クリプトコッカス症|病名と症状から調べる犬の病気

クリプトコッカス症

クリプトコッカスというカビによって引き起こされる病気が、クリプトコッカス症です。どちらかと言えば猫によく見られる病気ですが、犬も発症する場合があります。免疫力が落ちているときに発症しやすいので、注意しましょう。

クリプトコッカスの主な症状

クリプトコッカス症は感染した部位によって、様々な症状が現れます。主な症状としては、次のようなものがあります。

  • くしゃみや鼻水など鼻炎のような症状
  • 鼻に潰瘍ができて腫れる
  • 息が荒い
  • 歩き方がおかしい
  • 痙攣を起こす

全身の皮膚にも、潰瘍やしこりが見られる場合があります。また、重症化すると、肺炎を起こし呼吸困難に陥ることもあるため、注意しなければなりません。この他、目の周りにも比較的症状が出やすく、目やにが多く出るようになります。

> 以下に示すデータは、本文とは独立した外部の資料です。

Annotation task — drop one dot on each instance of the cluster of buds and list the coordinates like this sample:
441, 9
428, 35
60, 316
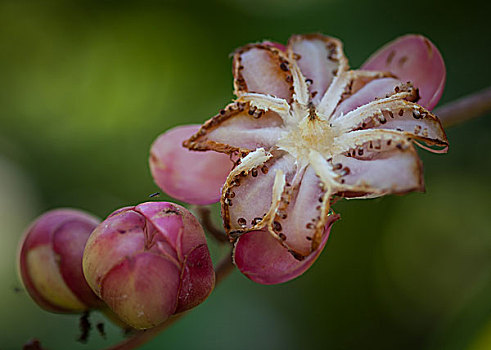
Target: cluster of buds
304, 131
145, 263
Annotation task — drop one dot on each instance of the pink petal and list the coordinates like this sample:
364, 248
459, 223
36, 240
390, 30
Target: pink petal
279, 46
262, 69
320, 58
170, 218
98, 259
381, 165
264, 260
197, 279
413, 58
192, 177
68, 244
248, 197
399, 115
142, 289
302, 214
238, 128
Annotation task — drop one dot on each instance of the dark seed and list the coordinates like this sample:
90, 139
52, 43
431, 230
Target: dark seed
277, 226
255, 221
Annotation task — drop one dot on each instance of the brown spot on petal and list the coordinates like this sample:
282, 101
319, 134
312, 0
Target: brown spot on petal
256, 221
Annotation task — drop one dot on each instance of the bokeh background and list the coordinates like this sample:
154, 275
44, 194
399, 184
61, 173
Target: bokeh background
86, 86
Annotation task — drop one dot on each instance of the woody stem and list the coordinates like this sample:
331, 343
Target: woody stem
465, 108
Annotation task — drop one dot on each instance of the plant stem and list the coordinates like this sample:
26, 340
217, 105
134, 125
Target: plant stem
223, 269
465, 108
453, 113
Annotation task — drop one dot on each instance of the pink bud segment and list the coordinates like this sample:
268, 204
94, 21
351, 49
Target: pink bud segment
190, 176
413, 58
50, 261
149, 262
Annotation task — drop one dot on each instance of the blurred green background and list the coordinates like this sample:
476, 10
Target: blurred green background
86, 86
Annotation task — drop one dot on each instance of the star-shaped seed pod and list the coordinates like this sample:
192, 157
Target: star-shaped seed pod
304, 130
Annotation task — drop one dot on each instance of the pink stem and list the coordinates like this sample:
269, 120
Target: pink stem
453, 113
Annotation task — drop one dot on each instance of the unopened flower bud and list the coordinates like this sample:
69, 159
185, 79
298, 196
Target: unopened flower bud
50, 261
189, 176
149, 262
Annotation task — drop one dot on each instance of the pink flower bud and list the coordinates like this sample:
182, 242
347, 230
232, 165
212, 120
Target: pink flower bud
190, 176
50, 261
149, 262
413, 58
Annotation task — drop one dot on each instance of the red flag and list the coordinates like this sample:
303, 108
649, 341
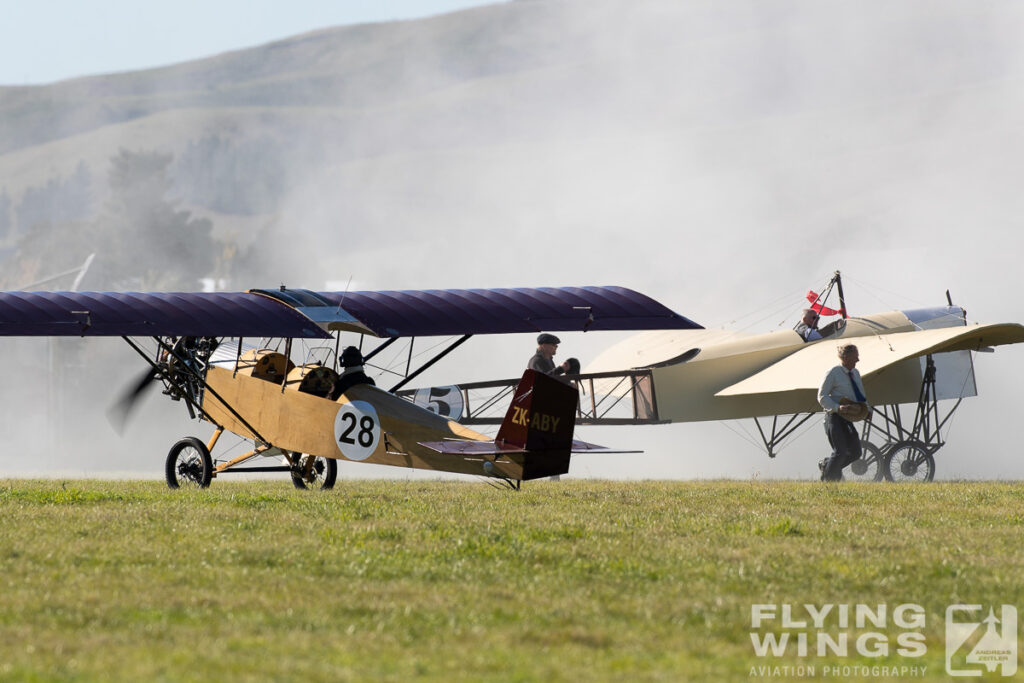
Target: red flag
822, 310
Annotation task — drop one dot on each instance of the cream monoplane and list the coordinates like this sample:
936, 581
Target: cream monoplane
907, 357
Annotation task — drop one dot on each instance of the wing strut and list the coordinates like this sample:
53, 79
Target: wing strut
430, 363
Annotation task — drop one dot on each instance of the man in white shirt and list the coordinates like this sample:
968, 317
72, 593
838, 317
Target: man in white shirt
842, 395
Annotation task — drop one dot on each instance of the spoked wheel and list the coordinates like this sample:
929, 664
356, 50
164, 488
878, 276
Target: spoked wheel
188, 465
869, 467
910, 461
323, 474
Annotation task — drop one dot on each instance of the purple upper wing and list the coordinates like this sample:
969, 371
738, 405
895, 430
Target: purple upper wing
148, 314
304, 313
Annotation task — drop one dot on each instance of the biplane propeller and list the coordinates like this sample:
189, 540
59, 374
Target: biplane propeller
228, 357
912, 358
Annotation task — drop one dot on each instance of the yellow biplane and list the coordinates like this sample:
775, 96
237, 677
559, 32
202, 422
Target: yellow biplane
230, 358
909, 358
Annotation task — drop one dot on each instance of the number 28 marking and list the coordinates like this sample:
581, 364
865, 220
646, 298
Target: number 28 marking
356, 430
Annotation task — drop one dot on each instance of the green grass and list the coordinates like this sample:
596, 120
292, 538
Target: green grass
562, 581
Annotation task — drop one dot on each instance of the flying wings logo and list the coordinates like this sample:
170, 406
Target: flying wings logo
538, 421
976, 645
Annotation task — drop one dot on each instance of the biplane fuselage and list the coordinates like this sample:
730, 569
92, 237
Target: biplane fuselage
366, 424
697, 376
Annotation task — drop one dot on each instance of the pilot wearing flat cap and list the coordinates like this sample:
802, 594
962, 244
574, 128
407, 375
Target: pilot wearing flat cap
547, 346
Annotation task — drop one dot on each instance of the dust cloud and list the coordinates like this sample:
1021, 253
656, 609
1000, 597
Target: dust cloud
723, 157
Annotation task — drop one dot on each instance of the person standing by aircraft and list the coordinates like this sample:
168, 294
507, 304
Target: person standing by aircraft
808, 326
547, 346
842, 395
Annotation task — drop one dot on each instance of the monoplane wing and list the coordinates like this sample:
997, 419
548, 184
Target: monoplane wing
444, 312
460, 447
804, 370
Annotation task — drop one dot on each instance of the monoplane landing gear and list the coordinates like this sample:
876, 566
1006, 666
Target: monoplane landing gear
188, 465
869, 467
314, 472
910, 461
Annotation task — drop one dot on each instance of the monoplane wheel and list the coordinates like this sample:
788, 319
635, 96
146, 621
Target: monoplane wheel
869, 467
910, 461
188, 465
323, 475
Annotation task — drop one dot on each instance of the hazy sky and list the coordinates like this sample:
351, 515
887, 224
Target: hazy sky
52, 40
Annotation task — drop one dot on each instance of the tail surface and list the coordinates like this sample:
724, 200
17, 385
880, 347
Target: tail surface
540, 421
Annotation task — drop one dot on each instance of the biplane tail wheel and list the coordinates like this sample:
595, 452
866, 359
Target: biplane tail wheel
909, 461
870, 465
322, 476
188, 465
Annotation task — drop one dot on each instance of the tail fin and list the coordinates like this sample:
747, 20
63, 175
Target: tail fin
541, 420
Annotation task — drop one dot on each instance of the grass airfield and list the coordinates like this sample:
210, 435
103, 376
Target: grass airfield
577, 580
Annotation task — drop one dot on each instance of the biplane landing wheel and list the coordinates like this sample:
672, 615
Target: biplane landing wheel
910, 461
870, 465
323, 475
188, 465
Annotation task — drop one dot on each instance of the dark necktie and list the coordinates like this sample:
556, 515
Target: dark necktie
856, 389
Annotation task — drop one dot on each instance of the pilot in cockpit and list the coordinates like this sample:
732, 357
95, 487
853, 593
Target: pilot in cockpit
351, 360
808, 326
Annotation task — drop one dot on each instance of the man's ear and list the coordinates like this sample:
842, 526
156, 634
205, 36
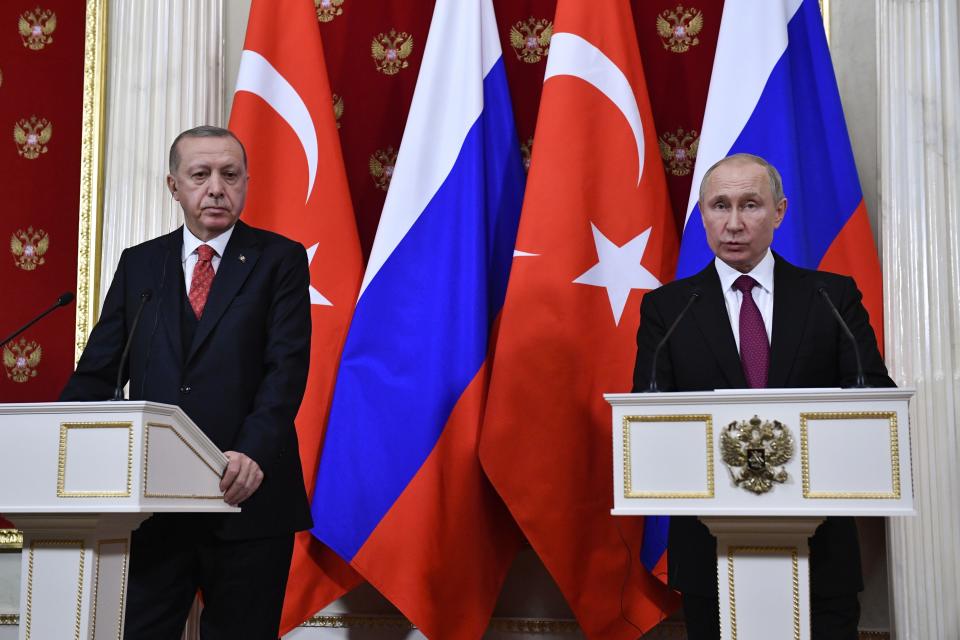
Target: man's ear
781, 212
172, 186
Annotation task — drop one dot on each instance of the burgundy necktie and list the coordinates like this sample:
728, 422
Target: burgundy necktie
754, 345
202, 279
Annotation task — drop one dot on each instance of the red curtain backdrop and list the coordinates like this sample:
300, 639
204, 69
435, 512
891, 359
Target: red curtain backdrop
41, 93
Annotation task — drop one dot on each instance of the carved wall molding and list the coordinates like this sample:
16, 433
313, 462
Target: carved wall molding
919, 153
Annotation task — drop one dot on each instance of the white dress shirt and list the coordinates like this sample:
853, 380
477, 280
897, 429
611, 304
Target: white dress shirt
189, 257
762, 295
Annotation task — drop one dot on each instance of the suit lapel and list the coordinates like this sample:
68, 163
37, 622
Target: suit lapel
171, 289
792, 291
236, 264
711, 316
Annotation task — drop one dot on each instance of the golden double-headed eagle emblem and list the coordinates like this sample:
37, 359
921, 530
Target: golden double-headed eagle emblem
679, 150
530, 39
36, 28
327, 10
337, 108
381, 167
755, 452
678, 29
391, 50
20, 358
28, 248
32, 136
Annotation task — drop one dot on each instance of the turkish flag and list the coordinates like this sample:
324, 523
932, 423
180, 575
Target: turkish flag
596, 232
283, 113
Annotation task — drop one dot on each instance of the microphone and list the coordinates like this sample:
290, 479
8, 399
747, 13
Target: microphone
860, 381
62, 301
144, 298
652, 388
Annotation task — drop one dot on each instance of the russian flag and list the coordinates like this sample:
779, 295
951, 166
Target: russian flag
400, 493
773, 93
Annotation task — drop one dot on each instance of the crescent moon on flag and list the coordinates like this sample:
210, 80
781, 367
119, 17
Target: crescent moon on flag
571, 55
259, 77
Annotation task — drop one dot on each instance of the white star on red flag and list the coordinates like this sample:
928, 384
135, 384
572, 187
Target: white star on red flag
315, 296
619, 270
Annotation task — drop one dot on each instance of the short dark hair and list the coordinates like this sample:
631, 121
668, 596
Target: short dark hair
776, 182
203, 131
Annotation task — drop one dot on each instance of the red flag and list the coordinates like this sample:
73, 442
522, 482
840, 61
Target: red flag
596, 232
283, 113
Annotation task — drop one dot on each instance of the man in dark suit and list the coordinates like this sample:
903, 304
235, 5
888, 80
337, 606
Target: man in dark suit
759, 322
226, 336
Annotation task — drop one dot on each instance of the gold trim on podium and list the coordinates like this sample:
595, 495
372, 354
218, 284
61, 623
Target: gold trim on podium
890, 416
62, 464
628, 491
11, 539
794, 557
52, 544
146, 464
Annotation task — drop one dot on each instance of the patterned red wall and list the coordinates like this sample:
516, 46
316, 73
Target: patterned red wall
41, 91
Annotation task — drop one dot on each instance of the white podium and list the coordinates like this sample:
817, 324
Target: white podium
77, 478
762, 468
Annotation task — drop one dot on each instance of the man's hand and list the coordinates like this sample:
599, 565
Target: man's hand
240, 479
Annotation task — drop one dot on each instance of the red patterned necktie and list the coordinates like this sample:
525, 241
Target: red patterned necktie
754, 344
202, 279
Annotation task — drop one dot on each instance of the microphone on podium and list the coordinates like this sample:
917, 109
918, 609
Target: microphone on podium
144, 298
860, 382
652, 387
62, 301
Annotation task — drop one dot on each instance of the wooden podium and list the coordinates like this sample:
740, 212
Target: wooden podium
77, 478
762, 468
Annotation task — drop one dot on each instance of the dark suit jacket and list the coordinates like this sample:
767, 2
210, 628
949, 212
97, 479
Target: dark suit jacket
808, 349
243, 376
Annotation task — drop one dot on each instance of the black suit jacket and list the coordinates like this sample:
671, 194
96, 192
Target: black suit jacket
807, 349
243, 376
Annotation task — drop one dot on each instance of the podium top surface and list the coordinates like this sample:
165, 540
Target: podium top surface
102, 406
734, 396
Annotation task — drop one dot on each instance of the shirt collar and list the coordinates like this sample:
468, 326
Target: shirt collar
762, 273
191, 242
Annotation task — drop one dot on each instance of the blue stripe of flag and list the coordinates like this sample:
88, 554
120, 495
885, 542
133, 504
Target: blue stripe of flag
420, 330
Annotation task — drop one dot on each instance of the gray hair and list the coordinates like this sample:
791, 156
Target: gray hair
776, 182
203, 131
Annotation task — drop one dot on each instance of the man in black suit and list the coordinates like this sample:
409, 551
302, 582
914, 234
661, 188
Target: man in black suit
784, 335
226, 336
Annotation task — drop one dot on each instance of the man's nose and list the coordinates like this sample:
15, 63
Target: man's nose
215, 186
734, 221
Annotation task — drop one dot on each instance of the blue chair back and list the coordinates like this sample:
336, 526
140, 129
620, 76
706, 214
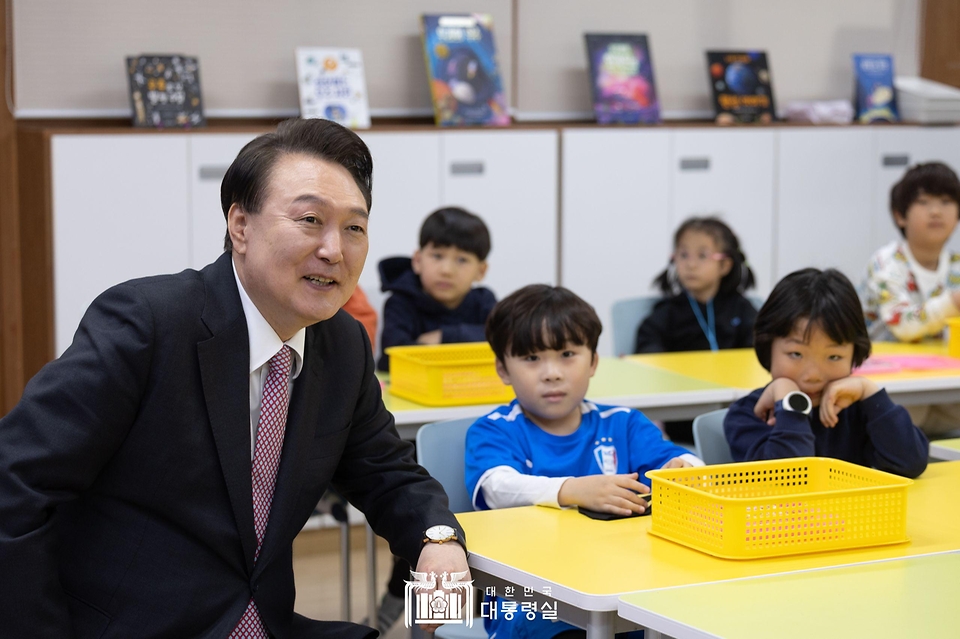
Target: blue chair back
709, 439
440, 449
627, 315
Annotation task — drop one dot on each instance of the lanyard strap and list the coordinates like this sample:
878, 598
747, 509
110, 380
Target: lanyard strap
708, 327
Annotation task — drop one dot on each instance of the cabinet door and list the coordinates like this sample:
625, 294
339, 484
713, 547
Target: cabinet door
616, 216
729, 174
825, 214
406, 188
120, 210
210, 157
509, 178
896, 150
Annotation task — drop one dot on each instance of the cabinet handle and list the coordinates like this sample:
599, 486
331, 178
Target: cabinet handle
694, 164
896, 160
466, 168
212, 172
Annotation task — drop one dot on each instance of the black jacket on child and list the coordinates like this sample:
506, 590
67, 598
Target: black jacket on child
672, 326
410, 312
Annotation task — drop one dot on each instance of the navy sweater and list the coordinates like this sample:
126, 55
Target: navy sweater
410, 312
873, 432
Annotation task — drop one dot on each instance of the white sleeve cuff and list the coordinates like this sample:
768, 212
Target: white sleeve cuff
504, 487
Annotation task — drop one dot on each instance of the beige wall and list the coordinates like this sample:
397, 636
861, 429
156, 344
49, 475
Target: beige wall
69, 55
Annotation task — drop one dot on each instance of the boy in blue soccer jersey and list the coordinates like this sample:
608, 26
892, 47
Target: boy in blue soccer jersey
550, 447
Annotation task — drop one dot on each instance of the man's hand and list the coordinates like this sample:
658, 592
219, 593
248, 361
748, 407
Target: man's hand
840, 393
773, 393
447, 557
432, 337
615, 494
677, 462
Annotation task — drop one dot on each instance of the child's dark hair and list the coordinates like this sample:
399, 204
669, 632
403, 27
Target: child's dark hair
539, 317
933, 178
826, 299
739, 279
453, 226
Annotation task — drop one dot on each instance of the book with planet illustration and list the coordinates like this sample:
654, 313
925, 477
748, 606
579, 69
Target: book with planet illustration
875, 99
621, 78
462, 70
742, 90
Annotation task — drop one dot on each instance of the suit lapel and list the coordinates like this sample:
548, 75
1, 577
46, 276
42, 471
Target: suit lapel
225, 374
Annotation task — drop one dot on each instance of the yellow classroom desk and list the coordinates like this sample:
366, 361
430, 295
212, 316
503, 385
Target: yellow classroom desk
589, 564
945, 449
913, 597
659, 393
739, 368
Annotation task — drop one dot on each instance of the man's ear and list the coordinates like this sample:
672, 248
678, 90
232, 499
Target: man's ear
502, 372
416, 262
237, 220
481, 273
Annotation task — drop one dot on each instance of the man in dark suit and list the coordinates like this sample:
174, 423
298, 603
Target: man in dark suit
152, 479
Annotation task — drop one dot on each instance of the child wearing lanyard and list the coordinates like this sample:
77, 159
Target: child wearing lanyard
703, 306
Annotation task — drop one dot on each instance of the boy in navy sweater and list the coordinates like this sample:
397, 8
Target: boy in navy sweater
434, 300
810, 334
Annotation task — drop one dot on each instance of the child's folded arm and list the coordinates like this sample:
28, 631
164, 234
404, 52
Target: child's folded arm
505, 487
751, 439
899, 446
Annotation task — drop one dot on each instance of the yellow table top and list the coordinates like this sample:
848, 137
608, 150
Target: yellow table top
590, 563
945, 448
739, 367
617, 381
915, 597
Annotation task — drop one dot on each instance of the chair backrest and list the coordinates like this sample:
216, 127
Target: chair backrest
709, 439
440, 449
627, 317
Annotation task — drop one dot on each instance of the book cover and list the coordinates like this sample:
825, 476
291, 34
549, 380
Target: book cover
621, 78
741, 86
165, 91
462, 70
332, 86
874, 95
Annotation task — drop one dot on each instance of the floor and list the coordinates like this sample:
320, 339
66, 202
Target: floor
316, 567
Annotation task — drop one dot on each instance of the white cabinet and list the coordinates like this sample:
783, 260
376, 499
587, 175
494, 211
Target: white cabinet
616, 216
730, 174
825, 215
119, 211
509, 178
210, 157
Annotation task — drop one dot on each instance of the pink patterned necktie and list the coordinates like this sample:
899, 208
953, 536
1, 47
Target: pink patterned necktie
266, 460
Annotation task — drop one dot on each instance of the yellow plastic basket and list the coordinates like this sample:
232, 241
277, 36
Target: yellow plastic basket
447, 375
778, 507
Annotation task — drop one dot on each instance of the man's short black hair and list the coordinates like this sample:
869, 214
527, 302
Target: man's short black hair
539, 317
932, 178
453, 226
246, 181
826, 299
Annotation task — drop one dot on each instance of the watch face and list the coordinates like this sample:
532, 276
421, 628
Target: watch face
440, 532
798, 402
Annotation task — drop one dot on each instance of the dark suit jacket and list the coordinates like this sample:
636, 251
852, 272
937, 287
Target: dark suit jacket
125, 485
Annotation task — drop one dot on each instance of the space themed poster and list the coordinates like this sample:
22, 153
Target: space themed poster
332, 86
165, 91
462, 70
875, 99
741, 86
621, 78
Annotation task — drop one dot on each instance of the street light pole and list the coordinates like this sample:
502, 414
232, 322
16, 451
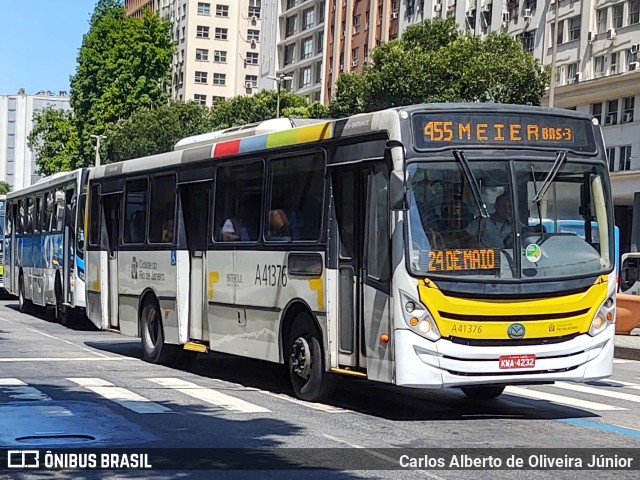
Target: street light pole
279, 79
98, 138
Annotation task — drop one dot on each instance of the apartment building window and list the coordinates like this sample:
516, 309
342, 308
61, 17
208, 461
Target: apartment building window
204, 8
611, 158
624, 161
253, 36
574, 28
201, 77
618, 13
290, 27
596, 112
600, 65
305, 77
255, 8
612, 113
308, 17
634, 12
202, 54
356, 24
601, 20
307, 48
222, 33
528, 40
251, 81
572, 72
202, 31
629, 106
613, 69
289, 52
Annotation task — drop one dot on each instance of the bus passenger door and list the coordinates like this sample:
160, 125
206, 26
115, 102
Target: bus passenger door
346, 252
112, 212
195, 200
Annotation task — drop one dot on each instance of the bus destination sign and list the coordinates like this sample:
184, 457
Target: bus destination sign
459, 129
464, 260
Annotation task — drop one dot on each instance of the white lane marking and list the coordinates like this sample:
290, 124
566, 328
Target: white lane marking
19, 390
208, 395
121, 396
597, 391
560, 399
67, 359
93, 352
379, 455
315, 406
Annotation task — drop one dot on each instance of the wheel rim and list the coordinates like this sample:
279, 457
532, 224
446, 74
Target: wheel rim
301, 360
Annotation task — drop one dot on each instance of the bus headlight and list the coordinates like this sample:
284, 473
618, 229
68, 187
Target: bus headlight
605, 316
417, 316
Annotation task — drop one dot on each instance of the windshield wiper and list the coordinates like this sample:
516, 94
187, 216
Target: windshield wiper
475, 189
555, 168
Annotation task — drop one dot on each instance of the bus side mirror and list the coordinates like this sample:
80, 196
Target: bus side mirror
629, 272
397, 190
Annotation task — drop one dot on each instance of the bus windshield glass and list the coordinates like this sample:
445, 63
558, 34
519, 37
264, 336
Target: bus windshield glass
521, 238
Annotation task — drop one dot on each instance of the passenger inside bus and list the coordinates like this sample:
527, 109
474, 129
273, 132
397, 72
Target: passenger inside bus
495, 231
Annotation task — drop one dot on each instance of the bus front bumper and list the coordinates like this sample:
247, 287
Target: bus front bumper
421, 363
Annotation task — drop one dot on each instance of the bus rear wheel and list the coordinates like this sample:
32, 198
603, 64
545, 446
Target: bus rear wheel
483, 392
154, 350
309, 379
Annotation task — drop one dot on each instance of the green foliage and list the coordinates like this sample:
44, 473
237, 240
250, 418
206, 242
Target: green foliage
124, 65
434, 62
54, 140
151, 131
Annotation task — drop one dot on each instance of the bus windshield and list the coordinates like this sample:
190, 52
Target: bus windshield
515, 238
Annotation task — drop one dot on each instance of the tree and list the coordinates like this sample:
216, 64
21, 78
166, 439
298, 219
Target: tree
151, 131
434, 62
124, 65
54, 140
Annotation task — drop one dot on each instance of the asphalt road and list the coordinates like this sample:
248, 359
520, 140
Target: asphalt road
70, 388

病状が進むと網膜炎を発症し、やがては失明してしまう危険性があります。

クリプトコッカスの原因

冒頭でも触れているように、クリプトコッカス症の原因は、クリプトコッカスというカビ(真菌)です。カビは空気中や土壌中など、あらゆる場所に広く存在しています。そのカビを犬が吸い込むことで、感染してしまいます。

クリプトコッカス症の治療

クリプトコッカスの治療と予防

クリプトコッカス症の治療としては、薬物療法が行われます。まずはカビ(真菌)を除去するために、抗生剤を投与し、さらに鼻炎や皮膚炎、目の症状などの対処療法を施します。感染部位によっては投薬方法なども異なることもありますから、獣医師とよく相談したうえで治療方法を決めていきましょう。

犬の生活環境下には数多くのカビが存在するため、クリプトコッカス症を予防することはとても難しいことです。ただ、普段から愛犬の衛生管理をしっかりと行うことで、クリプトコッカス症を発症するリスクを減らすことができます。